Повесть о военных годах — страница 73 из 84

То и дело радио или разведчики приносили новости:

«Соседняя механизированная часть ведет бой с танками противника в десяти километрах…», «Кавалеристы в населенном пункте в пяти — семи километрах от нас натолкнулись на пехоту и танки…», «Дорога, по которой мы пришли, занята противником».

Все говорило о том, что гитлеровское командование бросило против нас крупную механизированную часть.

А Ракитный все еще молчал.

Возможный ночной бой с крупными силами противника нас уже не волновал. Бой так бой. Мы были готовы к нему. Одна тревожная мысль не покидала все время: «Где же Ракитный?»

В третьем часу ночи в комнату штаба влетел без шапки радист и выпалил: «Гвардии майор Ракитный!»

Все сразу вскочили на ноги:

— Что с Ракитным? Говори, не тяни!

— А я не знаю. Гвардии майор просит на рацию комбрига.

Полковник бегом, чуть не свалившись со ступенек, бросился во двор к рации. Ракитный сообщал, что связи не было ввиду большого расстояния. Он коротко сказал о потерях и просил дальнейших указаний. Полковник приказал ему немедленно идти на соединение с бригадой.

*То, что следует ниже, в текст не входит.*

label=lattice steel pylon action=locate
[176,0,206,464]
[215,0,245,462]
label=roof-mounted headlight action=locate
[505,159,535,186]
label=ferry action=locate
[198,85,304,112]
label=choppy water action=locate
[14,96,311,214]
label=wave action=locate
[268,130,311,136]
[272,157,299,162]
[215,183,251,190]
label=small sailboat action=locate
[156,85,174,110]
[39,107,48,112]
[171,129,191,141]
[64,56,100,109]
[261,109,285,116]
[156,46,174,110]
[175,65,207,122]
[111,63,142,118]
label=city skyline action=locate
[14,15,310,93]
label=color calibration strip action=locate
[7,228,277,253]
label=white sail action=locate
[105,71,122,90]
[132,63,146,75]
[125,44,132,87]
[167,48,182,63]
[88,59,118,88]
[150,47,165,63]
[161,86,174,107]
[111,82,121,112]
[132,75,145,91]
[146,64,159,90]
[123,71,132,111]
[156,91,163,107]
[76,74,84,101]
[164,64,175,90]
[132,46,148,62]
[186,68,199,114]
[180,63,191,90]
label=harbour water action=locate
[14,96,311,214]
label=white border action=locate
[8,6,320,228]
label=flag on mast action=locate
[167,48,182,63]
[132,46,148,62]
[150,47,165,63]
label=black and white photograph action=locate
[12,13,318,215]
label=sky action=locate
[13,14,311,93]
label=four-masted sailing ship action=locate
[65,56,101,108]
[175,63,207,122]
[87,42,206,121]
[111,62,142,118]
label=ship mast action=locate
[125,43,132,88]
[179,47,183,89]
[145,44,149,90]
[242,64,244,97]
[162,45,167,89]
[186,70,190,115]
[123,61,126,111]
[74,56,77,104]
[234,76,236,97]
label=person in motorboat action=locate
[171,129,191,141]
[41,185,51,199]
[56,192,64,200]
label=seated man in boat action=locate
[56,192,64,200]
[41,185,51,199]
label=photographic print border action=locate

— Не называйте населенного пункта даже шифром, дайте лучше ракеты, мне трудно ориентироваться, немцы завлекли боем бог знает куда, к тому же нас наверняка подслушивают.

— Даю три белые ракеты, — предупредил полковник, — смотрите.

Меня с ракетницей отправили на крышу; даю три ракеты подряд — высоко в небо с легким шипением летят белые огни.

— Вижу со всех сторон белые ракеты, подслушали, сволочи! — доложил Ракитный.

— Ах, слушают!.. — Полковник крепко и замысловато выругался в эфир. — Ракитный, это не тебе, это им, пусть слушают, а ты сам смотри по сторонам хорошенько, мы тебе что-нибудь пустим, а потом скажем, что именно.

Мне бросили два светлых цилиндрика — ракеты. Темноту ночи прорезали один за другим огоньки, где-то в вышине они разорвались, как большие хлопушки. Рассыпавшись красивым дождем красных и зеленых огней, ракеты разлетелись искрами и исчезли, окунувшись в темноту.

— Видал фейерверк? — спросил комбриг. — Иди и не теряй связи, мы будем прокладывать тебе путь.

Не один десяток различных ракет пришлось мне выпустить в эту ночь. Стараясь согреться, немало сигарет выкурила я на мокрой, холодной крыше. Во дворе, на крыльце, так же согревался сигаретами другой офицер связи — Невский. В то время как я пускала вверх ракеты, он бегал к рации и спрашивал Ракитного, видит ли тот прокладываемый ему путь.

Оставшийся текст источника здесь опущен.